TensorFlow unexpected behaviour

I am running the following code:
import tensorflow as tf
sess = tf.InteractiveSession()
y = tf.Variable(initial_value=[1,2])
sess.run(y, feed_dict={y: [100,2]})
Gives:
[100,2]
However, after that:
sess.run(y)
Gives the origianl value of y: [1,2].
Why doesn't the:
sess.run(y, feed_dict={y: [100,2]})
updates the value of y, and saves it?
Because feed_dict overrides the values of the keys of the dictionary.
With the statement:
sess.run(y, feed_dict={y: [100,2]})
you're telling tensorflow to replace the values of y with [100, 2] for the current computation. This is not an assignment.
Therefore, the next call
sess.run(y)
fetches the original variables and uses it.

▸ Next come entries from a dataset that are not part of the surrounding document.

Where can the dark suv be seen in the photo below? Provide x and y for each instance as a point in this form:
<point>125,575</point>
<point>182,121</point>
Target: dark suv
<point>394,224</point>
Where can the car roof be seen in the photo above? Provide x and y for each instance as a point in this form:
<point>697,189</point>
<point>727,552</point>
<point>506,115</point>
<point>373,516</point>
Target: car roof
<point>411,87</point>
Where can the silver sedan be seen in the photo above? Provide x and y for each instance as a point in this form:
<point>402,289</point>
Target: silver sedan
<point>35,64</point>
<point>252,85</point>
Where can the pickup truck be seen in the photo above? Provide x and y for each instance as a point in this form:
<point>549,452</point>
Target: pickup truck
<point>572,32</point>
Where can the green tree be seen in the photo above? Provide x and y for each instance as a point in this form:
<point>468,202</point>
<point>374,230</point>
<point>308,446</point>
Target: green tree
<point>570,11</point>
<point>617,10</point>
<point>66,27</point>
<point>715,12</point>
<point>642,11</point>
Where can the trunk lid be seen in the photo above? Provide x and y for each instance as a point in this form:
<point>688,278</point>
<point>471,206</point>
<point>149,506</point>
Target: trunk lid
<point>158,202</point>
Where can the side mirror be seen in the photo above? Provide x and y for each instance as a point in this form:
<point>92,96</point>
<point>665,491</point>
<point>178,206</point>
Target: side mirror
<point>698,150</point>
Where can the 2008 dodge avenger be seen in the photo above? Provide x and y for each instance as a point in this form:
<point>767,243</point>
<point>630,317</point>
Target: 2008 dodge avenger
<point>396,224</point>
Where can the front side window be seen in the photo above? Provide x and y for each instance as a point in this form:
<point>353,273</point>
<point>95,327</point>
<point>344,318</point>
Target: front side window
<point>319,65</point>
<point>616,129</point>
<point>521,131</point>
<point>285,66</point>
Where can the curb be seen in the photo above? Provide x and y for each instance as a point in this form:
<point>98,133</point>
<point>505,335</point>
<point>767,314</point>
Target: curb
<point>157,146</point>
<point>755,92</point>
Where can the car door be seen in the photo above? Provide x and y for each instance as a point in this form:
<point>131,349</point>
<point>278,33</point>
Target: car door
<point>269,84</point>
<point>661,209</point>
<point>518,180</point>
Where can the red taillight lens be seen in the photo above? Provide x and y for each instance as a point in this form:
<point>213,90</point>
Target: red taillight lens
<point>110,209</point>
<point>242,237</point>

If you want to assign a value to a variable, you have to define this operation in the computational graph, using tf.assing
If you want to use a feed dictionary, initialize a placeholder instead of a variable and define the output.
As an example (in the same style as your question code),
import tensorflow as tf
import numpy as np
sess = tf.InteractiveSession()
inputs = tf.placeholder(tf.int32, shape = (2,2))
output = tf.matmul(inputs, tf.transpose(inputs))
test_input = np.array([[10,2], [4,4]])
print test_input.shape
# (2,2)
sess.run(output, feed_dict = {inputs : test_input})
# array([[104, 48], [48, 32]], dtype=int32)
If you just want to change the value of a variable look to nessuno's answer.